А у меня даже и мыслей не было: просто стою на коленях и как бы молча радостную песнь пою, радуюсь же тому, что понимаю – не один я на свете, а под охраной божией и близко ему.
Было это время хорошо для меня, время тихо-радостного праздника. Любил я один во храме быть, и чтобы ни шума, ни шелеста вокруг – тогда, в тишине, пропадал я, как бы возносился на облака, с высоты их все люди незаметны становились для меня и человеческое – невидимо.
Но Власий мешал мне: шаркает ногами по плитам пола, дрожит, как тень дерева на ветре, и бормочет беззубым ртом:
– Не к чему мне тут быть, разве это моё дело! Сам я бог, пастырь всего скота земного, да! И уйду завтра в поле! На что загнали меня сюда, в холод, в темноту?. Моё ли дело?
Тревожил он меня кощунством своим, – думалось мне – нарушает он чистоту храма, и богу обидно видеть его в доме своём.
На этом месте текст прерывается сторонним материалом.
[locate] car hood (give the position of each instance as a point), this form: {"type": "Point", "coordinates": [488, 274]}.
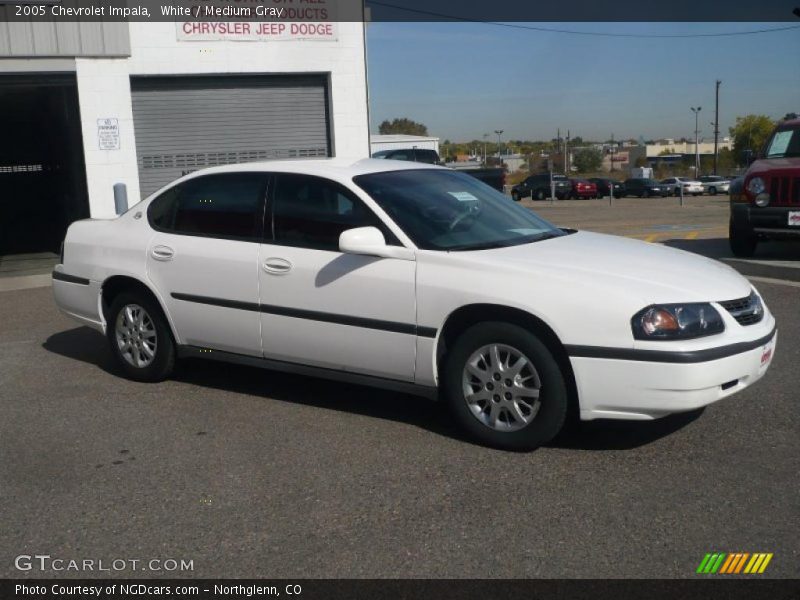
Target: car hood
{"type": "Point", "coordinates": [652, 272]}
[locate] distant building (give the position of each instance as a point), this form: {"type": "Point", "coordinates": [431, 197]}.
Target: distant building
{"type": "Point", "coordinates": [380, 142]}
{"type": "Point", "coordinates": [669, 147]}
{"type": "Point", "coordinates": [514, 162]}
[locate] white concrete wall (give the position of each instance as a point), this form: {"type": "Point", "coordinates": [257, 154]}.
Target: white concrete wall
{"type": "Point", "coordinates": [104, 92]}
{"type": "Point", "coordinates": [104, 89]}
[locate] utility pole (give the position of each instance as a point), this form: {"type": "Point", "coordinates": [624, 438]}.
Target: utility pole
{"type": "Point", "coordinates": [716, 128]}
{"type": "Point", "coordinates": [611, 170]}
{"type": "Point", "coordinates": [696, 112]}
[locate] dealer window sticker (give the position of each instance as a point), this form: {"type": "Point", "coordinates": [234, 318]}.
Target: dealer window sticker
{"type": "Point", "coordinates": [780, 143]}
{"type": "Point", "coordinates": [463, 196]}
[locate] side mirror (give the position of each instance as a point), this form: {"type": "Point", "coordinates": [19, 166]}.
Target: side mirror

О ту пору замечено было благочестие и рвение моё, так что поп стал при встрече как-то особенно носом сопеть и благословлял меня, а я должен был руку ему целовать – была она всегда холодная, в поту. Завидовал я его близости к тайнам божиим, но не любил и боялся.
А Титов всё зорче смотрел на меня маленькими, тусклыми, как пуговицы, глазками. Все они обращались со мной осторожно, словно я стеклянный был, а Ольгунька не раз тихонько спрашивала меня:
– Ты святой?
Робела она предо мною, даже когда я ласков с нею бывал и рассказывал ей жития или что другое, церковное. Зимою по вечерам я пролог или минею вслух читал. За окнами вьюга бесприютная по полю мечется, в стены стучит, стонет и воет, озябшая. В комнате тихо, все сидят, не шелохнутся; Титов голову низко опустит, не видать его лица, Настасья неподвижными глазами смотрит на меня, Ольгунька дремлет, ударит мороз – она вздрогнет, оглянется и тихонько улыбнётся мне. Иной раз, не поняв какое-нибудь слово церковное, переспросит она – прозвенит мягкий голосок её, и снова тихо, только вьюга крылатая жалобно поёт, ищет отдыха, по полю летая.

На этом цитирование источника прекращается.